Her sudden fall in the public eye made her a target, and she barely survived the August primary election, beating back a Republican challenger by just 202 votes. She wasn’t so lucky in the general election.
Fontes is an attorney in private practice and a former prosecutor who served in the U.S. Marine Corps. He is making his first foray into politics and will take office in January. He promised to push a statewide referendum to make county recorders a non-partisan office to eliminate politics from the election process. He also said he would work with all groups to help boost voter registration and election participation and to avoid long election lines by properly determining the number of needed polling places.
Fontes issued a statement Tuesday thanking Purcell for her years of service and for running an honorable campaign. He said he plans to run the recorders’ office free of political bias.
“My job — this job — is to call balls and strikes with integrity, with accountability and with a full-throttle effort to make sure every eligible citizen is able to register and to vote,” Fontes said.

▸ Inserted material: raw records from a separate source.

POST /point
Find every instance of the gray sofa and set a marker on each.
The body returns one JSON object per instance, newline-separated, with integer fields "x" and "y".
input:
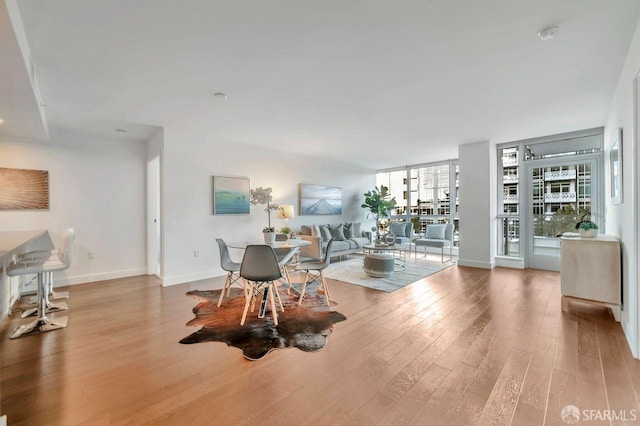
{"x": 347, "y": 238}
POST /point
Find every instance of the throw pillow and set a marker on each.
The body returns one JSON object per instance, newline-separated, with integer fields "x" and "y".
{"x": 435, "y": 231}
{"x": 348, "y": 230}
{"x": 325, "y": 233}
{"x": 397, "y": 228}
{"x": 336, "y": 232}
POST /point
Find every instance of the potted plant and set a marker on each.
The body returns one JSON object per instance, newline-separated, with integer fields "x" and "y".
{"x": 263, "y": 196}
{"x": 285, "y": 230}
{"x": 586, "y": 227}
{"x": 379, "y": 202}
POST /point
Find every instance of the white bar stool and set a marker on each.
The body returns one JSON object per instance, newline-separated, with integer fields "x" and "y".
{"x": 42, "y": 267}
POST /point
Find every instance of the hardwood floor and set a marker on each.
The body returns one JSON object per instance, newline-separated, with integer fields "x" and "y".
{"x": 464, "y": 346}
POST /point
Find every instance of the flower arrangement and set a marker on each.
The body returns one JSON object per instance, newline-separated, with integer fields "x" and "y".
{"x": 586, "y": 223}
{"x": 285, "y": 230}
{"x": 586, "y": 227}
{"x": 379, "y": 202}
{"x": 263, "y": 196}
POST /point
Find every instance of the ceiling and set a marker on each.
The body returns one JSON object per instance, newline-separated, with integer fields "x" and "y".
{"x": 379, "y": 83}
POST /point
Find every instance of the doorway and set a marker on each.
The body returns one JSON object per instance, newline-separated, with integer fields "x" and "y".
{"x": 560, "y": 192}
{"x": 154, "y": 242}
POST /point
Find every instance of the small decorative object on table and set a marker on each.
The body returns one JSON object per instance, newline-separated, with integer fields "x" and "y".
{"x": 586, "y": 227}
{"x": 263, "y": 196}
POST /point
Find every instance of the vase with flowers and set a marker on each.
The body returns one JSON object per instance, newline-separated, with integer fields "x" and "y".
{"x": 586, "y": 227}
{"x": 263, "y": 196}
{"x": 379, "y": 202}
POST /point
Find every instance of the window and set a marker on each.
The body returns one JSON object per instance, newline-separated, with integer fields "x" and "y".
{"x": 425, "y": 194}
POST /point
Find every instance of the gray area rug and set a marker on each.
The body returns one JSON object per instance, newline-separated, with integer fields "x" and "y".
{"x": 350, "y": 271}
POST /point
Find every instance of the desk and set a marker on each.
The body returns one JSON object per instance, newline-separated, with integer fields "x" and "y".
{"x": 285, "y": 252}
{"x": 11, "y": 244}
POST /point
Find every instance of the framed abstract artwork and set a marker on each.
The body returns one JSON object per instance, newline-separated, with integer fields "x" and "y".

Maricopa County had 200 polling places in the 2012 presidential primary, but Purcell cut that number to just 60 in March, thinking large numbers of people would vote by mail. High voter turnout and the fact that independents who can vote in all other Arizona primaries showed up to vote in the closed presidential primary led to long lines.
Purcell issued a statement Tuesday congratulating Fontes and thanking her staff and voters who turned out for the Nov. 8 election.
“It has been the pleasure and privilege of a lifetime, and one I will never take for granted — just as I hope you will never take for granted this awesome and truly American responsibility of participating in the electoral process,” Purcell said.